Adi terdiam sejenak. Ia membalikkan tubuh Ana agar mereka bisa saling berhadapan. Tatapannya kembali tenang, namun ada kehangatan yang tidak akan ia tunjukkan pada orang lain selain Ana.
"Bersikaplah seperti biasa aja, An," jawab Adi dengan nada datar khas dosennya, namun tangannya mengusap pipi Ana dengan lembut.
"Seperti biasa? Kamu bakalan tetap memarahi aku jika revisiku salah, mas?" tanya Ana sambil tersenyum kecut.
"Tentu aja," Adi terkekeh pelan. "Saya nggak akan ngasih nilai A secara cuma-cuma hanya karena malam ini. Di kampus, Saya adalah dosenmu. Saya akan tetap tegas, tetap perfeksionis, dan mungkin tetap akan membuatmu kesal di depan mahasiswa lain."

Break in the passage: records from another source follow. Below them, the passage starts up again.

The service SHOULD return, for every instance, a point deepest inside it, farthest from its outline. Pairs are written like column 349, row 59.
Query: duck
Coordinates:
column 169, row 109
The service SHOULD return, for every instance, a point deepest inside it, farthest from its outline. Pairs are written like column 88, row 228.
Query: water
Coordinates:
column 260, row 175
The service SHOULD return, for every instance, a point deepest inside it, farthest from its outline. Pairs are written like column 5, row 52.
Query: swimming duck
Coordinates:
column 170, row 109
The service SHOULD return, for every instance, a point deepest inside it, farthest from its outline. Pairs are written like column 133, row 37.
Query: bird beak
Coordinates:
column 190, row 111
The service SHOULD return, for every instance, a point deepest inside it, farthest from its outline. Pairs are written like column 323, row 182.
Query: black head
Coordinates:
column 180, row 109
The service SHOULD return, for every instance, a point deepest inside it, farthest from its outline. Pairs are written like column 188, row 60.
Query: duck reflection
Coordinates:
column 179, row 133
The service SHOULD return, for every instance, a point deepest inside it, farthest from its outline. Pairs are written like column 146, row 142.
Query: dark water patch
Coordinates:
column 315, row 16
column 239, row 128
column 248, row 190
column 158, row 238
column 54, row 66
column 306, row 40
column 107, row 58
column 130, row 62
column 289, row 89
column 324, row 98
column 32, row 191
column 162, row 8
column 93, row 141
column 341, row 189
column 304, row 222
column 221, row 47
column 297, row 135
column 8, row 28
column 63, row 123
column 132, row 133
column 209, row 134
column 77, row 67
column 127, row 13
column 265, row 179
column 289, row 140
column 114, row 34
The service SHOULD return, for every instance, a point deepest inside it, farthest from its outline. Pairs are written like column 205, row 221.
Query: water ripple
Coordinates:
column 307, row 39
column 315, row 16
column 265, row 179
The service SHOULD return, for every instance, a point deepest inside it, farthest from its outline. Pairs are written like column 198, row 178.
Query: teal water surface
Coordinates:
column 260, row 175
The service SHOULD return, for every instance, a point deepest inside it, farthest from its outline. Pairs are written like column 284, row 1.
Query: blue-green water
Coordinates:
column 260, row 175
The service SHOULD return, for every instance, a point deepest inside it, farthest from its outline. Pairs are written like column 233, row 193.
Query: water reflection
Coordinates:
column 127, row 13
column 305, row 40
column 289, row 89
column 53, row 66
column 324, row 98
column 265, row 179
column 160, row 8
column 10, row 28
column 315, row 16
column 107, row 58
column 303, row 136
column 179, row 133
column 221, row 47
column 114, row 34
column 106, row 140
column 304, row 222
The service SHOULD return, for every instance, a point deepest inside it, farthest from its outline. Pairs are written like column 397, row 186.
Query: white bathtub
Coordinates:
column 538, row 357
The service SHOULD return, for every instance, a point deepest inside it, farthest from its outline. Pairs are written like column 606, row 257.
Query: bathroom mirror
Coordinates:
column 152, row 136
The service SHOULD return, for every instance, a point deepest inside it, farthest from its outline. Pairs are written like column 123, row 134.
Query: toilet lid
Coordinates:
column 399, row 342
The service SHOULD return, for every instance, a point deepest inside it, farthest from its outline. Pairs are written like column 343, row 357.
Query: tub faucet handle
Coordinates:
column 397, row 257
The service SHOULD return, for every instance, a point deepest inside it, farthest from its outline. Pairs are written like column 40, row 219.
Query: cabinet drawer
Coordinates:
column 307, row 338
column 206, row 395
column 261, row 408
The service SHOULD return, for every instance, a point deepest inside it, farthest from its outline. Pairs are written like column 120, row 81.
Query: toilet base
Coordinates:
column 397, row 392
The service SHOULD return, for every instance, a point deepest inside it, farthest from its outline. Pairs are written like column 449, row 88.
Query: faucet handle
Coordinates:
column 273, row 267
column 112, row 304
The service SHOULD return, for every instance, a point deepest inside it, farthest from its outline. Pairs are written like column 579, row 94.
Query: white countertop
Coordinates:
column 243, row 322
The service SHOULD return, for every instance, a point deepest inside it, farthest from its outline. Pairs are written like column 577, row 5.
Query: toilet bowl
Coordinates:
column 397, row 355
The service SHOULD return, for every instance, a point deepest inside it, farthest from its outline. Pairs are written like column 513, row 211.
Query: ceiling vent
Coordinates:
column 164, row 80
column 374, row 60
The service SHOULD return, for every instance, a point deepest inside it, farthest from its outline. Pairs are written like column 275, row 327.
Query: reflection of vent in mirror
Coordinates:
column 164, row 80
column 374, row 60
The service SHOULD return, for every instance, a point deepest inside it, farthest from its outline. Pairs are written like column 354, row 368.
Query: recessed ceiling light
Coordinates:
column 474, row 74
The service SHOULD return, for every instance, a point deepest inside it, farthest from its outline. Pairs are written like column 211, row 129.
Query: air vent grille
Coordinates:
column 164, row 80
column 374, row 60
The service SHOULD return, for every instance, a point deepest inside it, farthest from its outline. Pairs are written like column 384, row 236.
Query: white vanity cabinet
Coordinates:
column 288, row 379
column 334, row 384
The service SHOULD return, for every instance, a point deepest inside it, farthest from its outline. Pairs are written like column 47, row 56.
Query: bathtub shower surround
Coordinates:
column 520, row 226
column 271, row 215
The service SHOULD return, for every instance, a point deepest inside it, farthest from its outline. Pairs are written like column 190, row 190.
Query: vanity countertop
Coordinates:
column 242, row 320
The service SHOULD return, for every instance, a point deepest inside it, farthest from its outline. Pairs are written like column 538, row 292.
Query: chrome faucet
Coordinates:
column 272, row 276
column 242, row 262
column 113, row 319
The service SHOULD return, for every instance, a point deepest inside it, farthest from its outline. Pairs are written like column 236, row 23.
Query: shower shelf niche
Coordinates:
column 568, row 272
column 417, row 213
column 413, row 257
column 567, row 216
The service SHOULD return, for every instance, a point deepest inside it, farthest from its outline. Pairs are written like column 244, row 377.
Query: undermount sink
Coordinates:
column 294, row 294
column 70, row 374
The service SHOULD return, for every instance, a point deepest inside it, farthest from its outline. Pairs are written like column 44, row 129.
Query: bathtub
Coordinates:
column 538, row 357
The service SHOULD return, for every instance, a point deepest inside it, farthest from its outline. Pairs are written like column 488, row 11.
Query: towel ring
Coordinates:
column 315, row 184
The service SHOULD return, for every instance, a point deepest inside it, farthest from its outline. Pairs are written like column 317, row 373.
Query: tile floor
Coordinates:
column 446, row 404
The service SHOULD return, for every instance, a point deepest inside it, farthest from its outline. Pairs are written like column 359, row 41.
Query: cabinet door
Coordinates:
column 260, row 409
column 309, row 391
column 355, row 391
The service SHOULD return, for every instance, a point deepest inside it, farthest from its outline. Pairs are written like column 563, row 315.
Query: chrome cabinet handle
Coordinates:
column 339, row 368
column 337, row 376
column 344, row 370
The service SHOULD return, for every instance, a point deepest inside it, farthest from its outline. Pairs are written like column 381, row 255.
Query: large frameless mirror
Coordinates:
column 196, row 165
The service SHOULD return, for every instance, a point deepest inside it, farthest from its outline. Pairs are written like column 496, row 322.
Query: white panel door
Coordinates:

Adi mendekatkan wajahnya, membisikkan sesuatu tepat di bibir Ana. "Tapi rahasianya adalah, setiap kali Saya marahin kamu atau menatapmu dengan tajam di kelas, itu adalah cara saya untuk menahan diri supaya nggak nyeret kamu keluar dari ruangan dan mengulangi apa yang kita lakukan malam ini."
Ana menatap mata Adi, mencari kepastian di sana. Jawaban Adi terdengar sangat logis, namun juga sangat menggoda. Menjalani peran ganda—mahasiswi teladan di siang hari dan pemuas dahaga sang dosen di malam hari—terasa seperti tantangan yang mendebarkan.
"Jadi, aku tetap harus panggil 'Pak Adi'?" goda Ana.
"Di depan orang lain, ya. Tapi di sini..." Adi kembali mencium Ana, kali ini lebih lembut. "Kamu tahu sendiri siapa yang memegang kendali."